April showers continue region’s roller-coaster weather pattern

With drought, hail, heavy rain, a microburst and perhaps overnight flooding, it has been a year of extreme weather in Douglas County and the rest of Kansas.

“I’ve always joked about how I’d like to live in Kansas just once during a normal year,” Douglas County Extension Service horticulturist Bruce Chladny said with a chuckle.

Douglas County experienced a mixture of light, moderate and heavy rainfall Friday. The National Weather Service issued a flood watch for the area scheduled to last until 7 this morning.

A couple of inches could fall before the heavy rain ends by this afternoon, 6News meteorologist Matt Sayers said. Lighter rain may fall again Sunday.

The rain and flood watch followed Sunday’s hailstorm, which damaged vehicles and roofs in Lawrence, adding to damage left by the March 12 microburst.

The weather roller coaster also has included early March rain followed by a few days of freezing temperatures and dry, warm weather.

“Every year is strange in Kansas,” said Charles Perry, research hydrologist with the U.S. Geological Survey in Lawrence. “Rarely is it average. This is a continental state with continental weather. It’s either raining or it’s not raining, in stretches.”

A young student from Pinckney Elementary hurries home at the end of school heading through the tunnel beneath 6th Street.

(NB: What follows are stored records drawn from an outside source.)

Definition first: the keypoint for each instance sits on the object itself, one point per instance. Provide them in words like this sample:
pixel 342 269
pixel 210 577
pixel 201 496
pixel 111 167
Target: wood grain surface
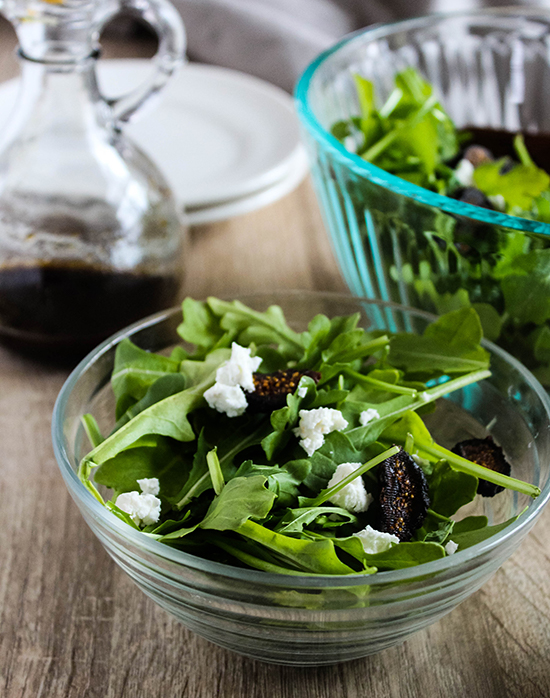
pixel 73 625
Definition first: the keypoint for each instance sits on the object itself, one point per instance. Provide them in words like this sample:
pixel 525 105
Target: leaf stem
pixel 388 387
pixel 325 495
pixel 359 352
pixel 465 466
pixel 215 470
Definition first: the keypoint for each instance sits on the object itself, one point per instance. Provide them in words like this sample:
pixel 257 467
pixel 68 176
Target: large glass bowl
pixel 397 241
pixel 317 620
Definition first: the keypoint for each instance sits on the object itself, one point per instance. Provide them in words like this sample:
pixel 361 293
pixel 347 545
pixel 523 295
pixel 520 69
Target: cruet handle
pixel 162 16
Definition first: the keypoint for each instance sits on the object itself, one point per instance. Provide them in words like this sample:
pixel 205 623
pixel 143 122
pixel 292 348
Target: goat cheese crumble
pixel 314 424
pixel 232 378
pixel 376 541
pixel 142 507
pixel 367 416
pixel 451 547
pixel 353 497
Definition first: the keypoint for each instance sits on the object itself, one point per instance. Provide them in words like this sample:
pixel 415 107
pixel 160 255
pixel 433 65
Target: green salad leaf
pixel 286 489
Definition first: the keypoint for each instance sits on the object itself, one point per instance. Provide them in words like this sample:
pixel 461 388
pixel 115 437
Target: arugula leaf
pixel 470 533
pixel 526 288
pixel 279 481
pixel 169 417
pixel 397 557
pixel 242 498
pixel 161 459
pixel 136 369
pixel 250 326
pixel 200 326
pixel 295 519
pixel 435 528
pixel 450 489
pixel 316 556
pixel 519 186
pixel 449 345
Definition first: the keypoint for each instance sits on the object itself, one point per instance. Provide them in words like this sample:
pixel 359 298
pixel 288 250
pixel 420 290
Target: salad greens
pixel 439 261
pixel 243 490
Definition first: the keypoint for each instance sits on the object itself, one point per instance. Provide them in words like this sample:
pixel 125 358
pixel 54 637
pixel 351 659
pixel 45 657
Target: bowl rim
pixel 85 499
pixel 377 175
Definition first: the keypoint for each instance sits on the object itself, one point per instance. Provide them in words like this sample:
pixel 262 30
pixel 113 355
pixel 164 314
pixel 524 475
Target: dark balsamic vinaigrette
pixel 59 310
pixel 501 144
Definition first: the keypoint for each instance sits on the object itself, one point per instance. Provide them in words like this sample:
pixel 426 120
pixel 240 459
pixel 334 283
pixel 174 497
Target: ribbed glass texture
pixel 394 240
pixel 317 620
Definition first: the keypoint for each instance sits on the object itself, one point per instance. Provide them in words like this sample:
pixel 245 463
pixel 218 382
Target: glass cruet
pixel 90 237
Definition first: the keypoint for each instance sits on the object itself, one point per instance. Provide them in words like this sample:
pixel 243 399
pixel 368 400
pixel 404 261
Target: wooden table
pixel 73 624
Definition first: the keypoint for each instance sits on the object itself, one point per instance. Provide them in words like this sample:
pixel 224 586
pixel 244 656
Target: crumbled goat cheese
pixel 498 201
pixel 144 509
pixel 232 378
pixel 376 541
pixel 226 398
pixel 367 416
pixel 422 462
pixel 353 497
pixel 464 173
pixel 451 547
pixel 149 485
pixel 314 424
pixel 239 369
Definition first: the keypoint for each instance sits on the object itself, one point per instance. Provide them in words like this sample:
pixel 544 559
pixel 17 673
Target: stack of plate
pixel 227 142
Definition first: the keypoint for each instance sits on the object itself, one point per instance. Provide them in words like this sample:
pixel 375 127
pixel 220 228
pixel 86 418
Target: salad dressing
pixel 51 307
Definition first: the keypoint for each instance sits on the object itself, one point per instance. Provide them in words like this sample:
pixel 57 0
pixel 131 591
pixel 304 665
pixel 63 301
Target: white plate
pixel 217 134
pixel 254 201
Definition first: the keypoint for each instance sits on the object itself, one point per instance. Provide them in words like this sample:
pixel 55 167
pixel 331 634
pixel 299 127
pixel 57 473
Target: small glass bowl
pixel 303 620
pixel 400 242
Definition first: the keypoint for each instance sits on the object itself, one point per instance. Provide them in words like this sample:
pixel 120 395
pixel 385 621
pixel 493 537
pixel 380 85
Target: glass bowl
pixel 399 242
pixel 304 620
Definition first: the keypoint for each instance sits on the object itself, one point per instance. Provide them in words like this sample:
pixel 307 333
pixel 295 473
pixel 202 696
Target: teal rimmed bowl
pixel 399 242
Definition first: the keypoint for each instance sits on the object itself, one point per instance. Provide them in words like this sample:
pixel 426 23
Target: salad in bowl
pixel 299 477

As of Thursday, only 2.20 inches of rain had fallen in Lawrence in April, according to 6News weather records. That is 0.92 inches below normal. Rainfall for the year registered 5.45 inches, nearly 3 inches below normal.

The U.S. Drought Monitor shows northeastern Kansas to be in an “extremely dry” area, while most of southeastern and east-central Kansas is in a moderate drought. Douglas County is right along the border.

“This is a good sign, this storm coming now,” Perry said.

Chladny agreed.

“I can’t say that it is going to be too much of a good thing because we are so dry,” Chladny said. “How fast it comes down is a lot more important than how much it comes down. If we get deluged, it could mean some erosion problems, and that will be more of an issue than a nice, soaking rain.”